Mendadak Putri Alice berbicara, “Tuan Carl dan Tuan Kenneth, saya mohon maaf karena harus menyembunyikan identitas saya. Tapi saya melakukannya karena ada alasannya.”

“Tuan Putri, sebenarnya saya sudah menceritakannya ke Tuan Kenneth dan Tuan Carl tentang alasan kenapa anda harus pergi ke Nachtigal. Maafkan karena saya lancang tapi mereka memang butuh penjelasan.”

“Tidak apa Louise, aku tidak menyalahkanmu,” ujar Putri Alice sambil menggelengkan kepala.

“Tapi siapa orang-orang yang menculik kita ini? Apa mereka para pemberontak?”

Baru saja Kenneth bertanya begitu, tiba-tiba terdengar suara pintu terbuka dan tertutup, lalu langkah kaki mendekati sel mereka. Seorang pria mendatangi sel mereka, rambut pirang panjangnya diikat ekor kuda, sebuah kacamata kecoklatan menutupi kedua matanya. Pria itu memandangi tawanannya satu per satu hingga berhenti di Putri Alice.

“Selamat datang di Falton, Tuan Putri. Perkenalkan aku Will, pria yang bertanggungjawab soal kondisi anda di sini.”

Putri Alice membalas pandangan mata pria itu dengan tatapan mata yang kuat dan tegar.

“Apa yang kau inginkan dariku? Aku tahu kau adalah salah satu dari pemberontak yang sedang-”

“Kami bukan pemberontak,” Will memotong Putri Alice, ”kami adalah rakyat Astalia.”

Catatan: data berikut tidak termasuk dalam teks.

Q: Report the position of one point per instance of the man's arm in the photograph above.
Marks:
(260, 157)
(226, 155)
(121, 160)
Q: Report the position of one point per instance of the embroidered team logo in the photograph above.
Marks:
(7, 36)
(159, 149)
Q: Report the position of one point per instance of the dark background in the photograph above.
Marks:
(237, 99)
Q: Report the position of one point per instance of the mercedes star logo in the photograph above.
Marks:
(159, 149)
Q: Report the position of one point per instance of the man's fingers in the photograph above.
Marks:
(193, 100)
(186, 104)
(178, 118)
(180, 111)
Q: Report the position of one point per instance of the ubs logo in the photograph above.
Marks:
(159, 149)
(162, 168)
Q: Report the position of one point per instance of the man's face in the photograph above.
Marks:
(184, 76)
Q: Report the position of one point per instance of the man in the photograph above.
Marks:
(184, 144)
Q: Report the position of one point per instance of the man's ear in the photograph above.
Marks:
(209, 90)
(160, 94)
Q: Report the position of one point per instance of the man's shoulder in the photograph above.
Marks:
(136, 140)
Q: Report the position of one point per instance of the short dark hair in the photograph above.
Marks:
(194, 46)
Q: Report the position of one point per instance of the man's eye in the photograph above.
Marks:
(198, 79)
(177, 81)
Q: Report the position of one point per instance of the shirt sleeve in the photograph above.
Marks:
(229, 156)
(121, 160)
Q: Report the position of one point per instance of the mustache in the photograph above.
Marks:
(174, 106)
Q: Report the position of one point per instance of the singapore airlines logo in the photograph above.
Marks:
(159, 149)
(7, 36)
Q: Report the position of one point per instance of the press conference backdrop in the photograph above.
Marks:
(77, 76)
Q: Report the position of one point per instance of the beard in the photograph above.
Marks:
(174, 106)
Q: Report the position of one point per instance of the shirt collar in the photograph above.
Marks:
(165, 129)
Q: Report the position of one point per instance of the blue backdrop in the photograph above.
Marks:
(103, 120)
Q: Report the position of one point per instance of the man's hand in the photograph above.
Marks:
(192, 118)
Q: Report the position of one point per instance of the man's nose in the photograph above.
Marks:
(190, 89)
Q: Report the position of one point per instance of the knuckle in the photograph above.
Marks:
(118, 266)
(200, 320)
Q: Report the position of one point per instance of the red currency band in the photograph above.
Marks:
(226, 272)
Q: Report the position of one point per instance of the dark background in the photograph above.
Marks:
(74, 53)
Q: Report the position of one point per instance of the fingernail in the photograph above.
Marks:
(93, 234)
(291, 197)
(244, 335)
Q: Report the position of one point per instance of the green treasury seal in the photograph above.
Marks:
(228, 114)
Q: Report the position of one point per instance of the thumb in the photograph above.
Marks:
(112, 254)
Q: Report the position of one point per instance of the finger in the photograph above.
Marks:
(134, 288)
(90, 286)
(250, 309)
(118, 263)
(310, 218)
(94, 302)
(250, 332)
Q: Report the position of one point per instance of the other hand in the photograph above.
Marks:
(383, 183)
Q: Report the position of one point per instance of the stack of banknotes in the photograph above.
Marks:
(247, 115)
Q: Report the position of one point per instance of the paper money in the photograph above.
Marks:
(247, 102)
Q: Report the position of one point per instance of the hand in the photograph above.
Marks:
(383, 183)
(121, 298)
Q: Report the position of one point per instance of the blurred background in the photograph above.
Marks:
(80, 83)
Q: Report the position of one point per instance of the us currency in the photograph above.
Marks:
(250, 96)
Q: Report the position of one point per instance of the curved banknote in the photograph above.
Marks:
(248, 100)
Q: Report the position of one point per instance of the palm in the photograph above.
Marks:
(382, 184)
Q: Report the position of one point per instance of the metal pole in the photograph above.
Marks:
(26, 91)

“Rakyat yang tidak mengakui kepempinan raja dan hingga sekarang masih melawan angkatan udara kerajaan?”

“Bukan. Kami rakyat yang sudah capek dengan kerajaan yang nggak peduli pada kami. Sudah 6 tahun sejak perang berakhir, tapi apa yang berubah? Infrastruktur jalan, rel kereta, dan jembatan yang hancur waktu perang juga masih belum diperbaiki. Kami gak bisa pergi ke kota lain dengan jalur darat. Banyak orang kelaparan, tapi cuma sedikit bantuan yang datang.”

“Kerajaan sedang mempersiapkan bantuan makanan dan obat-obatan untuk warga yang terkena dampak perang. Kalau kalian mau bersabar, maka-”

“Kalian sudah menjanjikan itu sejak 2 tahun yang lalu! Mana hasilnya?”

Kali ini Putri Alice terdiam, tidak bisa menyangkal omongan Will. Ia lalu bertanya.

“Jadi itu sebabnya kau menculikku? Untuk bernegosiasi dengan raja? Kau tahu kan kalau rencana itu tidak akan berhasil? Raja tidak akan tunduk pada tuntutan kalian.”

“Kita lihat saja nanti. Untuk sekarang, nikmati sel anda. Aku akan menyuruh orang untuk membawa makanan.”

Will baru saja akan berbalik untuk keluar, tapi pandangan matanya terdiam di Carl.